Hi, @architkulkarni thanks. I think the runtime env is not what I want. I use docker and created a cluster. The environment has been created as I set the docker image. The runtime env seems to be an environment setup setting. I need to set many things to complete the runtime env setup, which is contradicting what I have done with docker. Following your suggestion, it returns the following error:
(raylet, ip=172.24.56.163) [2022-06-17 18:32:17,992 E 73 73] (raylet) agent_manager.cc:136: Not all required Ray dependencies for the runtime_env feature were found. To install the required dependencies, please
run `pip install "ray[default]"`.
[ERROR 18:32:18] pymarl Failed after 0:00:02!
Traceback (most recent calls WITHOUT Sacred internals):
File "/home/me/app/epymarl/src/main.py", line 65, in my_main
run_train_meltingpot(_run, config, _log)
File "/home/me/app/epymarl/src/run_meltingpot.py", line 62, in run
run_sequential(args=args, logger=logger)
File "/home/me/app/epymarl/src/run_meltingpot.py", line 122, in run_sequential
buffer, queue, buffer_queue, ray_ws = create_buffer(args, scheme, groups, env_info, preprocess, logger)
File "/home/me/app/epymarl/src/run_meltingpot.py", line 423, in create_buffer
assert ray.get(buffer.ready.remote())
File "/home/me/miniconda3/lib/python3.9/site-packages/ray/_private/client_mode_hook.py", line 105, in wrapper
return func(*args, **kwargs)
File "/home/me/miniconda3/lib/python3.9/site-packages/ray/worker.py", line 1765, in get
raise value
ray.exceptions.RuntimeEnvSetupError: The runtime_env failed to be set up.
I think it was asking me to set the requirements.

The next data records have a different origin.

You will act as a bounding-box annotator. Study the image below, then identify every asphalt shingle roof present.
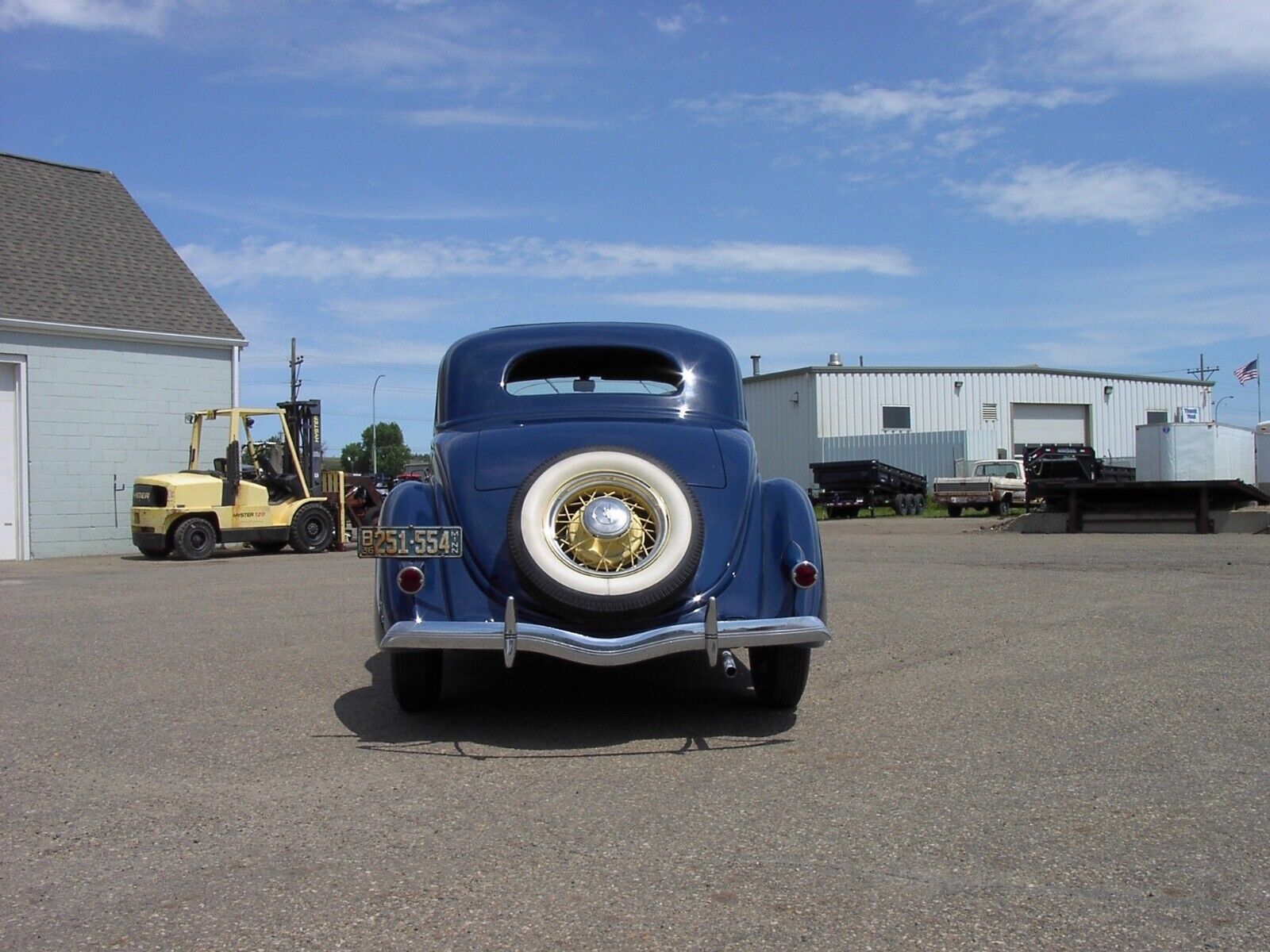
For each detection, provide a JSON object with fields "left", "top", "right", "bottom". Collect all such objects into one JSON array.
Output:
[{"left": 0, "top": 152, "right": 244, "bottom": 340}]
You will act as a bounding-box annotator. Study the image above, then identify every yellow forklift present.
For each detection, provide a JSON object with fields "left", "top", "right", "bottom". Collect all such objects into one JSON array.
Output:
[{"left": 132, "top": 400, "right": 344, "bottom": 560}]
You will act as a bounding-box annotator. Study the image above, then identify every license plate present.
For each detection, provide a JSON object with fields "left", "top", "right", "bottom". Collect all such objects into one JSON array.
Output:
[{"left": 357, "top": 525, "right": 464, "bottom": 559}]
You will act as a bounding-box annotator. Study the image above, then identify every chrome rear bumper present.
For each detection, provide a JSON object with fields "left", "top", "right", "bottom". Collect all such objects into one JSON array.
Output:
[{"left": 379, "top": 598, "right": 829, "bottom": 668}]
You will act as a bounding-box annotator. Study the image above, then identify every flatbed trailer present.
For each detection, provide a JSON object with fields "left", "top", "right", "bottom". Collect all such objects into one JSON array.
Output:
[
  {"left": 1029, "top": 480, "right": 1270, "bottom": 535},
  {"left": 810, "top": 459, "right": 926, "bottom": 519}
]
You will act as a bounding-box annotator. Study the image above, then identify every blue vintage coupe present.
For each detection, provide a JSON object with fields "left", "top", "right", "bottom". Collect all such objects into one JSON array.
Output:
[{"left": 358, "top": 324, "right": 829, "bottom": 711}]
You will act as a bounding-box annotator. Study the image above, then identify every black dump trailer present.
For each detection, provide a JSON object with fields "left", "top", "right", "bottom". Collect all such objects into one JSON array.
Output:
[{"left": 811, "top": 459, "right": 926, "bottom": 519}]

I think I do not need to set it as I am using docker.
I want to fix why a created k8s ray pod cluster cannot be reused?
The following shows how I use the k8s ray pod cluster:
1. The admin created a new chart and created a ray operator
2. I use the YAML file to create a ray pod cluster
3. I log in to the head node and run the code (it works fine for debugging purpose)
4. I kill the current programme and then re-run the code. However, the cluster cannot be reused
5. I have to create a new cluster and run my job, which costs more time and patience.